Caption
Every fall semester I teach a very special class - the Geography Field Course at the University of California Berkeley. My colleague Dan Plumlee and I lead a small group of students on three long weekend trips, traveling to remote areas of California.
This was on the first trip of this season, setting up camp near Lassen Volcanic National Park. You can see our big pickup truck, known as the Beast, and a ten passenger van. We are completely self-sufficient, carrying all the gear we need, drawing water from the stream. Tables and stoves have been set up and chairs arranged around the campfire. The cook crew is preparing fajitas for dinner while the others set up the tents. Everyone is bundled up as the cold mountain night falls, the temperature already down close to freezing.

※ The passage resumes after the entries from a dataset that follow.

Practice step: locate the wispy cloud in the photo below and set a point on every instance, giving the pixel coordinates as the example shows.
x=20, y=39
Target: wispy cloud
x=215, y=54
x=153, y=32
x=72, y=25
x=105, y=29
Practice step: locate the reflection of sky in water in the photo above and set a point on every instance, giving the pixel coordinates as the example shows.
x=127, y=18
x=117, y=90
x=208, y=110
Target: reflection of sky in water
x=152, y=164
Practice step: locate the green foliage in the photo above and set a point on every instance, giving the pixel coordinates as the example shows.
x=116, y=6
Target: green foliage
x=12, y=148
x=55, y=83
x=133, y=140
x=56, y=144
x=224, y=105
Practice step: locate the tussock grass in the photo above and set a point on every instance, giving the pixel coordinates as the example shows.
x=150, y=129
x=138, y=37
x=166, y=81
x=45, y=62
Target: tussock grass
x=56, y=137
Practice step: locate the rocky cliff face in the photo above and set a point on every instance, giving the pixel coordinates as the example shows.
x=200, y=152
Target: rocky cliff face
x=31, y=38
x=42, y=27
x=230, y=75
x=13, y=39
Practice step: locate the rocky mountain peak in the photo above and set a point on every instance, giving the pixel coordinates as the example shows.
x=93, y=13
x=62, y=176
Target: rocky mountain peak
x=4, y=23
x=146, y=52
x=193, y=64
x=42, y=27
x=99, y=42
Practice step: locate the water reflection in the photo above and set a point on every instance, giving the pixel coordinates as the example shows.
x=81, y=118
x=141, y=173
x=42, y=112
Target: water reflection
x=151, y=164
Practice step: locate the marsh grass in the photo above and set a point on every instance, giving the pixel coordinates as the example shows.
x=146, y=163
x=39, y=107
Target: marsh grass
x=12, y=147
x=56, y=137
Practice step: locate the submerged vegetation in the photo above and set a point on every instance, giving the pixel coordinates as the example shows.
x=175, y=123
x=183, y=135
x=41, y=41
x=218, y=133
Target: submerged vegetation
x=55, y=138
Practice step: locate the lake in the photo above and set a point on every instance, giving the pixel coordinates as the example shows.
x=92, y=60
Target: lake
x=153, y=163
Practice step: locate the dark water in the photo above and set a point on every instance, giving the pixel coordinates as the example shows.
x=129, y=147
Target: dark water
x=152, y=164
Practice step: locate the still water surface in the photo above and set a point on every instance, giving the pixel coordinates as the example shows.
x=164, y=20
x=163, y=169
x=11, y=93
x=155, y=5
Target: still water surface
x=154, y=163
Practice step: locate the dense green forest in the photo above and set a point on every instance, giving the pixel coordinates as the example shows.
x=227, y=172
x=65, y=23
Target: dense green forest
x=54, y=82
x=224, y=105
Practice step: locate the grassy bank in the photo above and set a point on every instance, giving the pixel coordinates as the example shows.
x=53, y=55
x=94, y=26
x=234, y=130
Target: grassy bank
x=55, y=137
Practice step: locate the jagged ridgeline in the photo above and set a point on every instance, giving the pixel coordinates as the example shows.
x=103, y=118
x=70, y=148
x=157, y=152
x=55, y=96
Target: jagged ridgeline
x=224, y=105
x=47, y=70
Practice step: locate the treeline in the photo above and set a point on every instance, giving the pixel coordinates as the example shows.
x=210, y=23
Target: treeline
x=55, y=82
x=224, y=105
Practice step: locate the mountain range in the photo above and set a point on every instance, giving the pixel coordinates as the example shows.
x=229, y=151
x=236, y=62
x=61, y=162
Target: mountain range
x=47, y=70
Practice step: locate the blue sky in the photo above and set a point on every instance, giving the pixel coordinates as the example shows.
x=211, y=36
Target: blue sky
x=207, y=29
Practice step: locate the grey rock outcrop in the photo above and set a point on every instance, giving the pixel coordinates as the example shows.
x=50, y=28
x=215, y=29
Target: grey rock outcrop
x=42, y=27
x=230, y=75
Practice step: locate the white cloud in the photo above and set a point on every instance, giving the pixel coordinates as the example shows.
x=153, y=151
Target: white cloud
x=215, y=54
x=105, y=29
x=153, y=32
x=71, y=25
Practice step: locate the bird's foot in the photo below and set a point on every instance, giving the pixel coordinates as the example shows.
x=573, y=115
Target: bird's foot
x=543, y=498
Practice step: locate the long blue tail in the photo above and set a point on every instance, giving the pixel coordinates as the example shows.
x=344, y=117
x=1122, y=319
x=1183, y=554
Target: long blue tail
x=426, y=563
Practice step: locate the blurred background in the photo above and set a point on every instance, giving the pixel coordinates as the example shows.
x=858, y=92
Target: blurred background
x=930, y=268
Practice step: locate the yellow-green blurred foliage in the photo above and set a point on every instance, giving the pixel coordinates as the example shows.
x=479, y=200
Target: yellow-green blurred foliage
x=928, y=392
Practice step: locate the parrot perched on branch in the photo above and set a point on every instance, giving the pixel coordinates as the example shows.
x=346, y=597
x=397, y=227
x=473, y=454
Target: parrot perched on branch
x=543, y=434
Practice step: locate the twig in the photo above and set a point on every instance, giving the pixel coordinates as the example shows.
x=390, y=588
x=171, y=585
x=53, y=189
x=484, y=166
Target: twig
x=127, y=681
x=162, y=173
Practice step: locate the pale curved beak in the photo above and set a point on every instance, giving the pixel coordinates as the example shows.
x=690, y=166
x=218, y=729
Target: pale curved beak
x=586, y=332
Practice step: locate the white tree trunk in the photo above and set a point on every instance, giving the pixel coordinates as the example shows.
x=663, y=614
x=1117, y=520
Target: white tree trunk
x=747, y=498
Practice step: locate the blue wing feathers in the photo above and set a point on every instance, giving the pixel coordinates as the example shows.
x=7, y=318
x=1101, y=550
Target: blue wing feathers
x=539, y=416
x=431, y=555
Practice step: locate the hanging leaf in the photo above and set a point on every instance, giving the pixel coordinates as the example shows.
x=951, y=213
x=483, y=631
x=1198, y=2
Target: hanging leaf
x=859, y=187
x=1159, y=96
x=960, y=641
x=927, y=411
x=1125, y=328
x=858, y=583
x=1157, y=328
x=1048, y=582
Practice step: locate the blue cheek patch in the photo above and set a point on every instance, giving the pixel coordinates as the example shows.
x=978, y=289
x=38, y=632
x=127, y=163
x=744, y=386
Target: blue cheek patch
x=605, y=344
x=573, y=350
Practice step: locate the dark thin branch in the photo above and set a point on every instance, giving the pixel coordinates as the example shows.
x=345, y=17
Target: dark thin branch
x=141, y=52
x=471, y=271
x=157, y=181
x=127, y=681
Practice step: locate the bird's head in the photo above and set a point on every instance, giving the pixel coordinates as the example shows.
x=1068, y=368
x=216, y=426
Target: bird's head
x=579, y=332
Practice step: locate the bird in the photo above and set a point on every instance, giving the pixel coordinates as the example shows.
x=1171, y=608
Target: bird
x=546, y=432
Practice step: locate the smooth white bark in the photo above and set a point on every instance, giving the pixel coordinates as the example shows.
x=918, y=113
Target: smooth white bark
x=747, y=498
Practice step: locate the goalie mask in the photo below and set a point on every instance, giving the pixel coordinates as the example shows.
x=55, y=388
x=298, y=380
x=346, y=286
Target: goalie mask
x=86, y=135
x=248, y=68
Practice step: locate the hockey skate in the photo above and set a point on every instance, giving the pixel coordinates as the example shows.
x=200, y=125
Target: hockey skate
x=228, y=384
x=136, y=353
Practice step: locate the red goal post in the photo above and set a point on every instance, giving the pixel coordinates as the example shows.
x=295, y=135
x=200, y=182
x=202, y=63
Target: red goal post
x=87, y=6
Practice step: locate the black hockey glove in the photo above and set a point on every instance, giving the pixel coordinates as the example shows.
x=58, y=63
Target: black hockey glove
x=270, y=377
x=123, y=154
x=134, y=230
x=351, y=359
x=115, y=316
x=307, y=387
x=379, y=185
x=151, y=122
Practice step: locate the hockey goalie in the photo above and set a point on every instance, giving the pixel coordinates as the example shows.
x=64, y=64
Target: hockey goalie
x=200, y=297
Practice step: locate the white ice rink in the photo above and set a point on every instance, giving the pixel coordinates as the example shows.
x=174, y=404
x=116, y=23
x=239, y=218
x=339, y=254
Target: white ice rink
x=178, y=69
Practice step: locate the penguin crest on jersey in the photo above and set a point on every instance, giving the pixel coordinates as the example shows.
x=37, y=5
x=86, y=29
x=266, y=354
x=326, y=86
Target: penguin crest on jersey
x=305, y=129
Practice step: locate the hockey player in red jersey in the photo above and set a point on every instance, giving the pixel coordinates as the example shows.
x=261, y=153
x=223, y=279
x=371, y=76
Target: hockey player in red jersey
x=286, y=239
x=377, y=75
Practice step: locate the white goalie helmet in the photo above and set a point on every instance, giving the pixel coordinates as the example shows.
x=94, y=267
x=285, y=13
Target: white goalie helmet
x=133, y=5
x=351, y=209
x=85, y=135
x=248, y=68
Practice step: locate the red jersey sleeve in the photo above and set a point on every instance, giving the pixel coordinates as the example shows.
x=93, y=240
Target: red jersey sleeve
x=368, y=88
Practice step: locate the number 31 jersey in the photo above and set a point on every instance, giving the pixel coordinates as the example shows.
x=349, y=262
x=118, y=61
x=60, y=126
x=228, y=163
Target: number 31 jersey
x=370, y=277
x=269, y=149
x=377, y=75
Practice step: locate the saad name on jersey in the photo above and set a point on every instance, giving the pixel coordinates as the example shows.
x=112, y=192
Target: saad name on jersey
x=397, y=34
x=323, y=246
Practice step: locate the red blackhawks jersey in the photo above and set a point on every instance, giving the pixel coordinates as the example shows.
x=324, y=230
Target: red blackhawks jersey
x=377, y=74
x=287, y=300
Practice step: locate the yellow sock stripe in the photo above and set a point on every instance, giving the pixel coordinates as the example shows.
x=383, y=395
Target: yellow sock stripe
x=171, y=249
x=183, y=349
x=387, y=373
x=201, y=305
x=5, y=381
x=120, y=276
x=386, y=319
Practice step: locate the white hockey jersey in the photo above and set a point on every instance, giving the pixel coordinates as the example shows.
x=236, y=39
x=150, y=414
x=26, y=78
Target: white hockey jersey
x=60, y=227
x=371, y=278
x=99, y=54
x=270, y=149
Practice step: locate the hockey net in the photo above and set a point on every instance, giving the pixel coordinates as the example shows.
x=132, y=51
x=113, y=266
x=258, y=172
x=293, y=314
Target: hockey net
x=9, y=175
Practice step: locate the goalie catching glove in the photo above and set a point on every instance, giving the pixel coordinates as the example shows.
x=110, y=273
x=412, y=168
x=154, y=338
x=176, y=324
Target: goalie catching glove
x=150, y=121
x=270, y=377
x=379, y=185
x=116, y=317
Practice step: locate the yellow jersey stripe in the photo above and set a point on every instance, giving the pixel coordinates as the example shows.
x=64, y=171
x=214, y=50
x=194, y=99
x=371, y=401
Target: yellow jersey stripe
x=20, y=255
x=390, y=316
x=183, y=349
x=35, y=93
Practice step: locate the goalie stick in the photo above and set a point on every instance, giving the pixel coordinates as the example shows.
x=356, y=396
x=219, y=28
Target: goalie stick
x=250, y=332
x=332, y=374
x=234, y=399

On this three day trip we will visit active volcanic areas, explore lave tube caves, swim below spring-fed waterfalls, visit the site of the Modoc Indian War of 1872, consider the water controversy in the Upper Klamath River area, visit several picturesque small towns, and enjoy a sacred meadow high on Mount Shasta.
On the second trip, four days long, we cross the Sierra Nevada through Yosemite National Park then explore the ranges and valleys along California's eastern border. The third trip takes us south along El Camino Real and the San Andreas Fault rift zone, returning north along the Big Sur coast.